Kia’s all-electric PV5 Passenger has been named Best Large Car at the 2026 Autocar Awards, with the British motoring magazine’s judges praising the van-derived people carrier as a rethink of what an electric MPV can be.

Kia Corporation confirmed the win this week, casting it as validation of its purpose-built vehicle (PBV) strategy — a push into modular electric models that can be reconfigured for passenger, cargo and specialist use. Autocar’s panel singled out the PV5 Passenger’s progressive design, clever packaging and value, along with its driving manners and interior layout.

“Besides looking so wonderfully progressive, fresh and unusual, the Kia PV5 is very cleverly packaged, appealing to travel in, really well-mannered to drive – and it’s outstanding value for money,” said Mark Tisshaw, editor of Autocar. He called it “one of the smartest ways you could spend a modest budget on a big family car.”

The PV5 Passenger is built on Kia’s dedicated E-GMP.S platform, an architecture engineered specifically for the PV5 family rather than adapted from a passenger car. Autocar credited that platform for the model’s performance and range, and framed the vehicle as a new benchmark for both electric light commercial vehicles (LCVs) and MPVs.

Kia offers the PV5 Passenger as a five-seater with a choice of two batteries — a 51.5 kWh Standard Range and a 71.2 kWh Long Range pack — and has added a seven-seater in a 2-2-3 layout with 350 litres of luggage space behind the third row. Standard equipment includes a 12.9-inch touchscreen with navigation, Android Auto and Apple CarPlay, a 7.5-inch driver display, and front and rear parking sensors with a reversing camera. Updates for the 2027 model year include a redesigned antenna that drops the vehicle’s overall height below 1.9 metres, a height-adjustable driver’s armrest and walk-away automatic locking.

“The Autocar Award for the Kia PV5 Passenger is strong recognition of our commitment to redefining the electric vehicle experience for customers,” said Sang Dae Kim, executive vice president and head of Kia’s PBV division. He said the model showed how the strategy could “create new value across personal mobility, business use and specialized transportation.”

The PV5 is the first model in that strategy to reach customers, sitting alongside a Cargo variant, with crew, chassis-cab and wheelchair-accessible (WAV) versions planned. Kia is betting that a single flexible platform can serve buyers ranging from families to fleet operators and accessible-transport providers — a contrast to the more conventional electric vans and MPVs it competes against.

The Autocar honour adds to a growing tally for the PV5. It was named 2026 International Van of the Year, a title decided by a jury of European commercial-vehicle journalists, while the PV5 Passenger took Family Car of the Year at the 2026 BBC TopGear.com Awards.
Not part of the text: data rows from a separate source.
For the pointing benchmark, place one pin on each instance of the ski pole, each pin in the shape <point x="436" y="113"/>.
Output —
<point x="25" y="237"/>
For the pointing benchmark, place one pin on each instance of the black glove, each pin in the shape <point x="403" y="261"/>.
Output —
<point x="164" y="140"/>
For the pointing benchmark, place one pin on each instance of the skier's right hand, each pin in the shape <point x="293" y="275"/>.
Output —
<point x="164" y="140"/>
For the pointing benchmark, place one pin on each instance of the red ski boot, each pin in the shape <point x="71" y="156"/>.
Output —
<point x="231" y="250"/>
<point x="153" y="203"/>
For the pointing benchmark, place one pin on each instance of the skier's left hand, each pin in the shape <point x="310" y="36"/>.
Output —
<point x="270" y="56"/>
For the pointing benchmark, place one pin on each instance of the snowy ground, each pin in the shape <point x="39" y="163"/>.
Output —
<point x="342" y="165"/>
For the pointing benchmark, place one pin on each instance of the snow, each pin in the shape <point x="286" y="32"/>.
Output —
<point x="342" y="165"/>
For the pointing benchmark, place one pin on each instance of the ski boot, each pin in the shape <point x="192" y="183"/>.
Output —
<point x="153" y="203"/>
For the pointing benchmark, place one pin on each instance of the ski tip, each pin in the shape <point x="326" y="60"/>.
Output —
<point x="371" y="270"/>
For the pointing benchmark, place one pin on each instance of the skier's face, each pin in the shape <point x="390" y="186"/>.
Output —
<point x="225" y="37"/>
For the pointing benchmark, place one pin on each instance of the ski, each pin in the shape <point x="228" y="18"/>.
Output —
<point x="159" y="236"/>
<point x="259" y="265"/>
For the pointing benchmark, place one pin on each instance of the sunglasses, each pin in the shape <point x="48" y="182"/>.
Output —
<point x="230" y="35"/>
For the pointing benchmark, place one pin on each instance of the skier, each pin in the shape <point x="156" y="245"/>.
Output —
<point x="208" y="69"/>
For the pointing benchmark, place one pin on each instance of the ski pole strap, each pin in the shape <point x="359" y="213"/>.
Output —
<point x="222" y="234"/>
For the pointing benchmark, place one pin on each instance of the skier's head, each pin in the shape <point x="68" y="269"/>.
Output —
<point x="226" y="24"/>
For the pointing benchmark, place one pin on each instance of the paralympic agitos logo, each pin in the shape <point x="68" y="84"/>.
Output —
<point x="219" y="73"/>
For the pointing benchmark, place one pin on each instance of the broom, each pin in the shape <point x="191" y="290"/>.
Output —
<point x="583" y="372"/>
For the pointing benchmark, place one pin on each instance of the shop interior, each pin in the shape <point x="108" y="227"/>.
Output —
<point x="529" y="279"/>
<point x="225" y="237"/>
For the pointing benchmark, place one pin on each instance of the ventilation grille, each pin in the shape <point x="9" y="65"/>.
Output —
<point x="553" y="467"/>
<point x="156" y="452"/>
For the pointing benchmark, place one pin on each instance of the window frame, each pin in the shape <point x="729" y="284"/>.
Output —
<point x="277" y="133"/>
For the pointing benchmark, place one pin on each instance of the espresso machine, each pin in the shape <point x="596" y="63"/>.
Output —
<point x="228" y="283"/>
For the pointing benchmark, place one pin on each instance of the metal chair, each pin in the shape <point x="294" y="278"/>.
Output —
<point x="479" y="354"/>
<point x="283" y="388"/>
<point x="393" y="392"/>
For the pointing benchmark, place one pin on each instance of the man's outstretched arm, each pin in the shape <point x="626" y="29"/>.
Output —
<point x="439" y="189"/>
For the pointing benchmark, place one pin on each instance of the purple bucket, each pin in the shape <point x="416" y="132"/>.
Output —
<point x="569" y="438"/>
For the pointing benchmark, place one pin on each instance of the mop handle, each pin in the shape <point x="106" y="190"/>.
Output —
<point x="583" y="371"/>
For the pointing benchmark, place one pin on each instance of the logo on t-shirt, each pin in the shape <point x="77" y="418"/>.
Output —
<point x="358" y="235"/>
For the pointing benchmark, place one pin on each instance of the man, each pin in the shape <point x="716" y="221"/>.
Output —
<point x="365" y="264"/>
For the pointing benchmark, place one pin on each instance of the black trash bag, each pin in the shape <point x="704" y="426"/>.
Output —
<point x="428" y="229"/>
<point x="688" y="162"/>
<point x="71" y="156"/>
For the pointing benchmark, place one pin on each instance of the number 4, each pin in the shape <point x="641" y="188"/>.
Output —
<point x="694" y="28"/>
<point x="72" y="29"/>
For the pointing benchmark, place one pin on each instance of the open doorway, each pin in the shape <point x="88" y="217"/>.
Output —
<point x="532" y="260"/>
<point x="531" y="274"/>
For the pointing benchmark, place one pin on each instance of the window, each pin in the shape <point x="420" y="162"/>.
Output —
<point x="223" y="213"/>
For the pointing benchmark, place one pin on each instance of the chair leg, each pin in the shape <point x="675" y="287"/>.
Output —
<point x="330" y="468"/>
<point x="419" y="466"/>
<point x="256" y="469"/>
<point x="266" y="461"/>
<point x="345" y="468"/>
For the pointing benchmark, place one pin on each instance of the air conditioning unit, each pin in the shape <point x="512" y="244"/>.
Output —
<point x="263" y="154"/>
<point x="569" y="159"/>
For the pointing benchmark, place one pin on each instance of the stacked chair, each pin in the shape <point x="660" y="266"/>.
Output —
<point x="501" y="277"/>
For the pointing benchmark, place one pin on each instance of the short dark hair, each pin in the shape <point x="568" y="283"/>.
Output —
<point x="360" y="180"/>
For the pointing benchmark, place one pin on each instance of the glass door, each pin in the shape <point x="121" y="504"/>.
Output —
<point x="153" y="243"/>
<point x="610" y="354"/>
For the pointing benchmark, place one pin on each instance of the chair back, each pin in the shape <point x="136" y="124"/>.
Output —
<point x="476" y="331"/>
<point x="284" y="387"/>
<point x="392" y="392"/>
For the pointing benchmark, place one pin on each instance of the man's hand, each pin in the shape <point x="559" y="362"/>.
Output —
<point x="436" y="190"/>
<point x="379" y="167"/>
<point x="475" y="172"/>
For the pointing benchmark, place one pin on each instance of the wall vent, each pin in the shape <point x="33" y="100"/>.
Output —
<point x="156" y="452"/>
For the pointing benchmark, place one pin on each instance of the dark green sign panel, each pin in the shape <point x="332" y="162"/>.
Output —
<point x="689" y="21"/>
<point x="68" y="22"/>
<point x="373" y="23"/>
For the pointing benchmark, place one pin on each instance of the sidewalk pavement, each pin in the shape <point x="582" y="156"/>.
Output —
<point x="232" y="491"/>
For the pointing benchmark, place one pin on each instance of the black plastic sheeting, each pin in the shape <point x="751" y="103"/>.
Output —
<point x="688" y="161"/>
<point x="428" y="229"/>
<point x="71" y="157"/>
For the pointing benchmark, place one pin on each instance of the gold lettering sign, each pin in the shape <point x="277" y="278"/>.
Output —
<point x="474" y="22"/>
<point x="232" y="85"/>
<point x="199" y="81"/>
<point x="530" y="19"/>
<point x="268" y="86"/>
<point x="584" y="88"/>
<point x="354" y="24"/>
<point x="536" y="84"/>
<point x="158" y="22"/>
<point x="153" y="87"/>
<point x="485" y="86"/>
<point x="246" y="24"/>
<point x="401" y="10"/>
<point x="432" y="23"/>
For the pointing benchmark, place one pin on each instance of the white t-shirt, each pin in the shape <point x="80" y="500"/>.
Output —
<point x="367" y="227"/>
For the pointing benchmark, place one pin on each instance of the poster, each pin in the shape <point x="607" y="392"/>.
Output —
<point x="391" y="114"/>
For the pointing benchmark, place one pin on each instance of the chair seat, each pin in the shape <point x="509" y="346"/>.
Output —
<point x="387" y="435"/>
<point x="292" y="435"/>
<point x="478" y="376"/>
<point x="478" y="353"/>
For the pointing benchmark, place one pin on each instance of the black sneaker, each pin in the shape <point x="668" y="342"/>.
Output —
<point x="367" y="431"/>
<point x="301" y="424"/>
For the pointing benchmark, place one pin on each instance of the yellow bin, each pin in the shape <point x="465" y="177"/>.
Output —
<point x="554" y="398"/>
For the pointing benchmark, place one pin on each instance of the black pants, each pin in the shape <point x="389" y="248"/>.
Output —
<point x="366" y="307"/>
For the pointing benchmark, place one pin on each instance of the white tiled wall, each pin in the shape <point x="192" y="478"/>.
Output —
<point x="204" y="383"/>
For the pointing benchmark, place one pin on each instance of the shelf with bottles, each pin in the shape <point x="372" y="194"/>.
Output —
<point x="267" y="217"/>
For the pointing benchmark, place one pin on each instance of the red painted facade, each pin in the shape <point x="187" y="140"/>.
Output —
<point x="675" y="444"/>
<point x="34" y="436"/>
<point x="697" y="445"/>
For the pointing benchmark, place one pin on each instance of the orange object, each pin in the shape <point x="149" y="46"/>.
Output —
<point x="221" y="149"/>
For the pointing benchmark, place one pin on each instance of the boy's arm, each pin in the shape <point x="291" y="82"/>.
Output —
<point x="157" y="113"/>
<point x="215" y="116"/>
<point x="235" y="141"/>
Kia has fared well at the Autocar Awards before: the EV3 was named Best Electric Car in 2025, and the EV9 won this same Best Large Car category in 2024.

For Kia, the recognition reinforces a pitch it has leaned on throughout the PV5’s rollout — that a boxy, van-derived EV can double as a credible large family car. With the seven-seat and wheelchair-accessible conversions still to come, the PV5 Passenger’s run of awards looks set to continue.